I set out to write about what leaders need to say to inspire their followers, but I quickly realized that’s the wrong question. The important question is, “What do your followers need to hear?” As a leader, you are defined by the actions of your followers, and their actions depend hugely on what they hear from you. As in all communication, you need to start from their wants and needs. Just as you can’t teach unless they want to learn, and you can’t sell unless they want to buy, you can’t lead unless they want to follow.
So, what do followers need to hear?
I profoundly believe that people—most people—want more from their work than just a paycheck. Employees will try harder, think more creatively, and pour more of themselves into their work when they have three things: direction, meaning, and confidence. A leader communicates all three and inspires their best work; a manager may hit one or two one and leave potential energy unused; a mere boss ignores them and drains the life out of the workplace.
How do you choose what to say to provide direction, meaning and confidence? To simplify, let’s borrow Rudyard Kipling’s “six honest serving-men”:
I keep six honest serving-men
(They taught me all I knew);
Their names are What and Why and When
And How and Where and Who.
Although Kipling probably did not have leadership communication in mind when he wrote those words, let me explain how answering these six questions will give you the ingredients you need for inspiring leadership communication:
WHERE are we going? The word itself, lead, implies a direction and final destination, so the first task of a leader is to offer a vision of a promised land which is much better than where they are today. Whether it is Churchill’s “broad, sunlit uplands”, or Google’s more prosaic “To organize the world’s information and make it universally accessible and useful”, a shared vision guides, unites and inspires. Of course, it has to be something you truly and deeply buy into, not some buzzword-filled, meaningless pap conceived by committee.
WHY is it important? This a company’s reason for being. Jon Katzenbach said, “An intrinsic feeling of pride based on the relentless pursuit of worthwhile endeavors is a powerful motivating force.” People are inspired by meaning and purpose, by causes that are greater than themselves. Building a cathedral is more inspiring than simply laying bricks, even if the work is exactly the same. In a business environment, the purpose is unlikely to be as exalted as saving the world for democracy, but it should contain some service or benefit for customers. Put another way, what would they lose if your company did not exist?

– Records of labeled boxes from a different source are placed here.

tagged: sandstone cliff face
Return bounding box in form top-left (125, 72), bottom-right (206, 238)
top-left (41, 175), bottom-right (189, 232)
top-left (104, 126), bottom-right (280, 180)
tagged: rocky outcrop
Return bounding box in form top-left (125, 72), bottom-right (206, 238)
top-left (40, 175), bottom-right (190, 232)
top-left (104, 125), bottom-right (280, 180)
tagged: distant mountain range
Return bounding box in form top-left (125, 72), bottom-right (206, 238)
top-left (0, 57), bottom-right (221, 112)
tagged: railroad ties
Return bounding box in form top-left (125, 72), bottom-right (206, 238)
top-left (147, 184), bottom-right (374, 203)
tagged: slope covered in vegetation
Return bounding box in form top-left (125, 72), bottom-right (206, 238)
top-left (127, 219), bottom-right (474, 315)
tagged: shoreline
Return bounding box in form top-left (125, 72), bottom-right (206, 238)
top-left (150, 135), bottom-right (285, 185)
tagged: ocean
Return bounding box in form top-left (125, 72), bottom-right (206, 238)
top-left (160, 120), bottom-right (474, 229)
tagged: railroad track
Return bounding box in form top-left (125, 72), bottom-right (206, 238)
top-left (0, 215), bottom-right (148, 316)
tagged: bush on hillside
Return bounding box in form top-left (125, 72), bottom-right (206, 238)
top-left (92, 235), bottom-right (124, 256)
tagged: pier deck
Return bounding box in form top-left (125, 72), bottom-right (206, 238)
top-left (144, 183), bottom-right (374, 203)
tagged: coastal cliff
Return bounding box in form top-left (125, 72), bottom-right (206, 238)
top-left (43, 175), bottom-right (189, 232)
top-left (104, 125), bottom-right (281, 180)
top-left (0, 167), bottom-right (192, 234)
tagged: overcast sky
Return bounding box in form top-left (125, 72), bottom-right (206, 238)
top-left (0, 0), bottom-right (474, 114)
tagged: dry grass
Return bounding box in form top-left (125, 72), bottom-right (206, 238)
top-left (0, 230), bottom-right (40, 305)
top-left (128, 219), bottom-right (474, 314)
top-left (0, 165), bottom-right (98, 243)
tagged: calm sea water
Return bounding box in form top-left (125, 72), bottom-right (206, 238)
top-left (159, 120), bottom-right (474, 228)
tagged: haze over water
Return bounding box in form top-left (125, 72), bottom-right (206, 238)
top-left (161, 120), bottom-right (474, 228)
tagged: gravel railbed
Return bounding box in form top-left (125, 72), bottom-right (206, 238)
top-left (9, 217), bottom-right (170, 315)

WHO are we? There is a reason that Maslow put self-actualization at the top of his pyramid. We all have an idealized conception of who we are, and we will direct our most fervent energies and risk even our lives to act according to it. When Shakespeare’s Henry V utters the words, “we few, we happy few, we band of brothers”, he knew that every man listening would stay and fight against overwhelming odds—because that’s who they were. Today, an excellent corporate example is Ritz-Carlton’s motto: “We are Ladies and Gentlemen serving Ladies and Gentlemen.”

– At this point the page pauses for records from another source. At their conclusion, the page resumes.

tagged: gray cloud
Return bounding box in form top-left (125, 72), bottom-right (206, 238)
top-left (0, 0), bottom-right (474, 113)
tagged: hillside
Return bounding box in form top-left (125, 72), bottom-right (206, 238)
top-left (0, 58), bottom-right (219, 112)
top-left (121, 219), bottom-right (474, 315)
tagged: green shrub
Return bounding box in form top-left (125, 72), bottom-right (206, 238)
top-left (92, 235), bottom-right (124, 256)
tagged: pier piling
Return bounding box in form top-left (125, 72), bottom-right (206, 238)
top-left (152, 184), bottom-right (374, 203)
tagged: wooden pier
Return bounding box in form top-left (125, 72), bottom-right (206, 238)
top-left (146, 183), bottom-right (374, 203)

HOW will we conduct ourselves? This is a statement of core values that are absolutely inviolate. The old saying, “It’s not whether you win or lose, but how you play the game that counts”, may seem quaint and outdated in today’s cutthroat business world, but at the end of the day, when your followers go home, they need to feel good about themselves and be able to look themselves in the mirror and like what they see. Besides, distinctive values can also differentiate you in the marketplace and serve as a competitive advantage that is almost impossible to copy. By the way, never forget that when it comes to values, your behavior as a leader speaks far louder than any words you can ever say.
WHAT do we have to do and WHEN? You can have the most powerful vision and compelling purpose and still fail to motivate your followers if they don’t have confidence that they can succeed. You have to show that you have confidence in them, and in your ability to win with them. At the same time, answering the what and when gives them the confidence that you are the appropriate person to lead them, because you have a realistic plan.
Answering the questions posed by these “six honest serving men” takes a lot of communication. It’s not something you can or even should attempt to do in one speech or meeting. In fact, especially if you’re taking over a demoralized or apathetic team, they won’t believe you at first. But if you’re consistently and insistently giving your followers what they want and need to hear—like a parched desert that finally receives rain—your message will sink in, take root, and bloom.